動態線性注意力

摘要

大型語言模型（LLMs）在長上下文中的可擴展性根本上受到標準注意力機制的二次複雜度的限制，從而促成了採用具有次二次成本的線性注意力機制。為了提升長上下文下的表示能力，近期方法以多狀態方式組織記憶。然而，現有的多狀態線性注意力方法依賴於固定的狀態合併策略，無法適應動態變化的 token 重要性，不可逆地模糊了關鍵 token，並在長序列中導致嚴重的誤差累積。為了解決這一限制，我們提出了 DLA，一種用於多狀態線性注意力的動態記憶建模框架。DLA 引入了 (i) 信息感知動態狀態合併（Information-Aware Dynamic State Merging），根據 token 層級的信息變化自適應地確定狀態邊界，在語義轉換周圍保留高解析度表示，同時積極總結穩定區域；以及 (ii) 容量受限記憶建模（Capacity-Bounded Memory Modeling），通過選擇性地合併相鄰的低信息狀態來維持一個固定大小、按時間順序排列的狀態快取，從而以最小的信息損失控制記憶增長。我們在兩種不同的線性注意力模型上預訓練 DLA，並在三類共 16 個數據集上進行評估。

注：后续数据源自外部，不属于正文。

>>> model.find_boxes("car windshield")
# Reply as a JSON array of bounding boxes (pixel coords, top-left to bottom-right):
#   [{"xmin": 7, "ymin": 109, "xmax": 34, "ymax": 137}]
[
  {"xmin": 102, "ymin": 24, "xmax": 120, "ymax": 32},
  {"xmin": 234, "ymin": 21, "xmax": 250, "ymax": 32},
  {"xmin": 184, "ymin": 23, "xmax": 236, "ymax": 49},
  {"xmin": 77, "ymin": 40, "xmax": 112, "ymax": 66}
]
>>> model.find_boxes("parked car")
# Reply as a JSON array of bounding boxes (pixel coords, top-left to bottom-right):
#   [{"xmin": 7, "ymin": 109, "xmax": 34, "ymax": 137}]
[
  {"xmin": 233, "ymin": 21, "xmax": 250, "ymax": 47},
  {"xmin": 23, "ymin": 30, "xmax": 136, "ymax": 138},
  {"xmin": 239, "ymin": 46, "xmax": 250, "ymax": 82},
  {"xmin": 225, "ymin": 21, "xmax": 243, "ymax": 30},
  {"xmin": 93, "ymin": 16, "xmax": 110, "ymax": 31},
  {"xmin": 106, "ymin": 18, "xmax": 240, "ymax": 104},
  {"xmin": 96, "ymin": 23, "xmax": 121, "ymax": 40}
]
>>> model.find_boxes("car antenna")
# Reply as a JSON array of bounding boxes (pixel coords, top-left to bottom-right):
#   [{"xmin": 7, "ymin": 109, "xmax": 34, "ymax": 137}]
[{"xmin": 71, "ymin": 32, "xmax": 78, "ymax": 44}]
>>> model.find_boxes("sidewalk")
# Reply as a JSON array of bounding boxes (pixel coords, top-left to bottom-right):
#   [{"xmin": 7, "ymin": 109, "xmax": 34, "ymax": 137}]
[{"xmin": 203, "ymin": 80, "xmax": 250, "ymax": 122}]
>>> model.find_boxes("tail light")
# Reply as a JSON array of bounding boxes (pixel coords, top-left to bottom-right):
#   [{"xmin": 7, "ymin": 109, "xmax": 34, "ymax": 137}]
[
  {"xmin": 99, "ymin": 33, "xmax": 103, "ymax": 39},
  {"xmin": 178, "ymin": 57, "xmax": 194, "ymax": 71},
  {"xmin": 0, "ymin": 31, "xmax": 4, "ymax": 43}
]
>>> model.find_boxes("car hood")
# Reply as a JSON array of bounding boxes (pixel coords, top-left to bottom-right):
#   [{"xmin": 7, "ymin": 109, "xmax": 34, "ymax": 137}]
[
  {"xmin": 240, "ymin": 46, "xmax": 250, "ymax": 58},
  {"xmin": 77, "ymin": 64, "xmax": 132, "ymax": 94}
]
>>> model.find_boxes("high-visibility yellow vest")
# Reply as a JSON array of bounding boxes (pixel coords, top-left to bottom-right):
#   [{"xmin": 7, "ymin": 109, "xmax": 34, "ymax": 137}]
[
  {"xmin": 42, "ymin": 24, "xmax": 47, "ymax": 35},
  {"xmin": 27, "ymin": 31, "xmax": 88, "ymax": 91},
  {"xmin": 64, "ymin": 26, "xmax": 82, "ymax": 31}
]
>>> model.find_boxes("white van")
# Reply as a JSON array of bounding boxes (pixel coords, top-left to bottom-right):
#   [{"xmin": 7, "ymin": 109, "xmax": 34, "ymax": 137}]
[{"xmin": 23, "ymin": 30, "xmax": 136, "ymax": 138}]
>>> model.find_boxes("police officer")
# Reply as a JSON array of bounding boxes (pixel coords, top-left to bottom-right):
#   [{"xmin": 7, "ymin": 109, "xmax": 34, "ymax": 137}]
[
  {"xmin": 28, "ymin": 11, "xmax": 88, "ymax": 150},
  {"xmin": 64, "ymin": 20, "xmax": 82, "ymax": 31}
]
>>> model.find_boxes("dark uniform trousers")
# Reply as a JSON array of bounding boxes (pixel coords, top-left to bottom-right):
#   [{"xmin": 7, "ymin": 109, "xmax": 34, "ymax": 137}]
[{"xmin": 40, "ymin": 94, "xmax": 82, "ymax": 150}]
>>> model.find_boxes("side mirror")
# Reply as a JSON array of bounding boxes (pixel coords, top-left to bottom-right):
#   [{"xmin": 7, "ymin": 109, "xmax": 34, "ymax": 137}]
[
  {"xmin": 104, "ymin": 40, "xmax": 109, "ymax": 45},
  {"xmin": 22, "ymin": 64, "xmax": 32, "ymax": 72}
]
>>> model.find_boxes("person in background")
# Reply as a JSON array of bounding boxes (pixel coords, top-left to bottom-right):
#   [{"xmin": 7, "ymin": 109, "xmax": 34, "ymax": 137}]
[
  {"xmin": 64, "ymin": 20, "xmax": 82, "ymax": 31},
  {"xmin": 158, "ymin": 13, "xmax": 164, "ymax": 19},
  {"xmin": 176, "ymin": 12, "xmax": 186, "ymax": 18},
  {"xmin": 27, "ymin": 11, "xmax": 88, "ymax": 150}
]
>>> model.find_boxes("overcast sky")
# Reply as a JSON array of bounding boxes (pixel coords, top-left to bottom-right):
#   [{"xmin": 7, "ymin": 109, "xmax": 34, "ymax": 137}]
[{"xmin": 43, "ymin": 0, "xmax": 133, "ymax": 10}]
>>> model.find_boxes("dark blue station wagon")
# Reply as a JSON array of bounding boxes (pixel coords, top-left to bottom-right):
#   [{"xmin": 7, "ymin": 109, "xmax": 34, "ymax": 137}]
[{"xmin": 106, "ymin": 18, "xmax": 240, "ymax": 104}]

實驗結果證明了 DLA 相對於當前最先進方法的優越性。

English

The scalability of Large Language Models (LLMs) to long contexts is fundamentally constrained by the quadratic complexity of standard attention, motivating the adoption of linear attention mechanisms with sub-quadratic cost. To improve representation capacity under long contexts, recent approaches organize memory in a multi-state manner. However, existing multi-state linear attention methods rely on fixed state merging policies that cannot adapt to dynamically varying token importance, irreversibly obscuring critical tokens and causing severe error accumulation over long sequences. To address this limitation, we propose DLA, a dynamic memory modeling framework for multi-state linear attention. DLA introduces (i) Information-Aware Dynamic State Merging, which adaptively determines state boundaries based on token-level information variation, preserving high-resolution representations around semantic transitions while aggressively summarizing stable regions, and (ii) Capacity-Bounded Memory Modeling, which maintains a fixed-size, chronologically ordered state cache by selectively merging adjacent low-information states to control memory growth with minimal information loss. We pre-train DLA on two different linear attention models and evaluate on 16 datasets across three categories. Experimental results demonstrate the superiority of DLA over state-of-the-art.